「……リィ」

 シンは背筋に寒さを覚えた。

 妹たちに両側から抱きつかれ、ダイレクトに体温を感じているにも関わらず、なんだか寒い。

「あんもって、なんだ」

 リィはビクリと震えた。

「も、もあもあ……」

 しかしそれでは伝わらないと、ぎゅっと目を閉じて歯を食いしばって答える。

「お、ばけぇ……」

 その言葉に、シンは体の芯から凍りついた。

 そしてバスルームからは様々な絶叫が飛び出すこととなり、橘家の人々があちこちから駆けつける大騒ぎとなった。






(ど、どうしよう)

 その大騒ぎを暗い外の庭から眺めていたのは、花音である。

(大騒ぎになっちゃったぴょん)

 ぴょこぴょこと手を動かすのは、巨大ウサギぬいぐるみ五所川原。ちなみに弁髪のついた霸龍闘バージョン、ツインテールでちょっと日焼けした野菊バージョンの新作である。現在瑠璃一味のみんなをモデルにした五所川原を順次作成中なのだ。そのうちシルヴィの部屋に天神バージョン五所川原帝国が出来るかもしれない。

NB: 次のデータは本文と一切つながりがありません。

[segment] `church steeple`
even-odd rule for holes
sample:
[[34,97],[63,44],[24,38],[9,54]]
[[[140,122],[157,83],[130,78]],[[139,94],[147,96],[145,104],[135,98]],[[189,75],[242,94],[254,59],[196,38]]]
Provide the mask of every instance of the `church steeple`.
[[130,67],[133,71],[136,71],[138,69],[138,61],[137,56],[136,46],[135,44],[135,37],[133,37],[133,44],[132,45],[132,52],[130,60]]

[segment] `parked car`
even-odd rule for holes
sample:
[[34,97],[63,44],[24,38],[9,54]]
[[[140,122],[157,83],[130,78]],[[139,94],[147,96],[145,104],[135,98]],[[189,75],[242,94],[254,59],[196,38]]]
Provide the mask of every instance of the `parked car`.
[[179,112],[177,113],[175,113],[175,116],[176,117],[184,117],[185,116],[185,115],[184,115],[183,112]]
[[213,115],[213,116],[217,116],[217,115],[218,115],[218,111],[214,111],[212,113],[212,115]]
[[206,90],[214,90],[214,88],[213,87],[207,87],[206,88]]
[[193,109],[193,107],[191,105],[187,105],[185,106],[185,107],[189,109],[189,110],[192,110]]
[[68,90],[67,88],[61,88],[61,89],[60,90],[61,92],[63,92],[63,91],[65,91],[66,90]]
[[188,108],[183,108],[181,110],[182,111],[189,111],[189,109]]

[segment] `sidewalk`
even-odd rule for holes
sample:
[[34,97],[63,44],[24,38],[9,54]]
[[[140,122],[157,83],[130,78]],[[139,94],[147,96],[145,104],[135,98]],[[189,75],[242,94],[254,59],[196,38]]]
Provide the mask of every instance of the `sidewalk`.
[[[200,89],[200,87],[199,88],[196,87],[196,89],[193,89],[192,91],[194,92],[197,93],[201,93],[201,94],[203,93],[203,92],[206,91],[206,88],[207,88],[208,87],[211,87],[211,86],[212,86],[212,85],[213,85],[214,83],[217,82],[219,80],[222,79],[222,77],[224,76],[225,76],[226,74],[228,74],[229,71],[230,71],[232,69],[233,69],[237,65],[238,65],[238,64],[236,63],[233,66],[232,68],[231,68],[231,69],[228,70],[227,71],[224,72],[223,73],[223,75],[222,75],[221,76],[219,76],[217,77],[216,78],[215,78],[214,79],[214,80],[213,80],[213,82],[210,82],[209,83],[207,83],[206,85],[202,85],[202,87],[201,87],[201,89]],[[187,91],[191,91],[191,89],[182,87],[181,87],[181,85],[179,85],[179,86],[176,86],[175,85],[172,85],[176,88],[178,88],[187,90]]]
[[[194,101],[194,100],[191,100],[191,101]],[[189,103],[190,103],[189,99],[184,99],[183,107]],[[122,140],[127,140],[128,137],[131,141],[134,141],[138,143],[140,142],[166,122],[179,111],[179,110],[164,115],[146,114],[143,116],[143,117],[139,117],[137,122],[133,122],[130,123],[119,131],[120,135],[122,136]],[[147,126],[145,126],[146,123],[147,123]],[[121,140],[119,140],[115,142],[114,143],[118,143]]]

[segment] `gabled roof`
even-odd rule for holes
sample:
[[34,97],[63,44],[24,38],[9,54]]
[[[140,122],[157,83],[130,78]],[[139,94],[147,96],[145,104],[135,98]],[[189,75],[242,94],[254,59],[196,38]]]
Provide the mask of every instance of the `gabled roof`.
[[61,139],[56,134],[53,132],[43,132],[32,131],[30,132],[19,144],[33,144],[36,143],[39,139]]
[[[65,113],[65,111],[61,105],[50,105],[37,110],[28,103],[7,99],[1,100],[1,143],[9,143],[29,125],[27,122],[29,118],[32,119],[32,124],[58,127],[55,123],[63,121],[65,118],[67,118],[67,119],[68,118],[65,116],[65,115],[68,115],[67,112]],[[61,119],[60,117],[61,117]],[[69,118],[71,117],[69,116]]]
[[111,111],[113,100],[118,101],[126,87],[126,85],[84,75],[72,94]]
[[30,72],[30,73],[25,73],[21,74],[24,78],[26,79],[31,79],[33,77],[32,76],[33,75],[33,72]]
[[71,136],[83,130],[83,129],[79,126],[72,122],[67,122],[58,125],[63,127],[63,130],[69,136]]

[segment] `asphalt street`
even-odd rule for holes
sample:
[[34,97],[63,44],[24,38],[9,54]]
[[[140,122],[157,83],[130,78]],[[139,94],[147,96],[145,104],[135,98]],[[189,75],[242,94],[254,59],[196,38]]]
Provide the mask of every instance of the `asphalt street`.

 その新作を持ってきた花音は、作ったものを見て喜ぶ顔が早く見たいなぁという欲求により、シンたちの使っている部屋のバスルームからひょっこり五所川原の顔を覗かせたのだった。

 そうしたら、この騒ぎ。

 庭木の陰から出るに出られなくなったお嬢様。

 バスルームではまだまだ大騒ぎが続いていた。












「先生、お風呂には眼鏡をかけて入れないので、おばけが見えてしまうようです。どうしたらいいですか……?」

 その日の夜遅く、リィから電話でそんなことを相談された櫻井聖医師は、橘邸には精霊が多くいるようだから、幽霊などの悪しきものは入れない、というアドバイスを思いつき、それでグリフィノー兄妹も納得したのだった。


 おばけなんてないさ。

 見間違えただけさ……。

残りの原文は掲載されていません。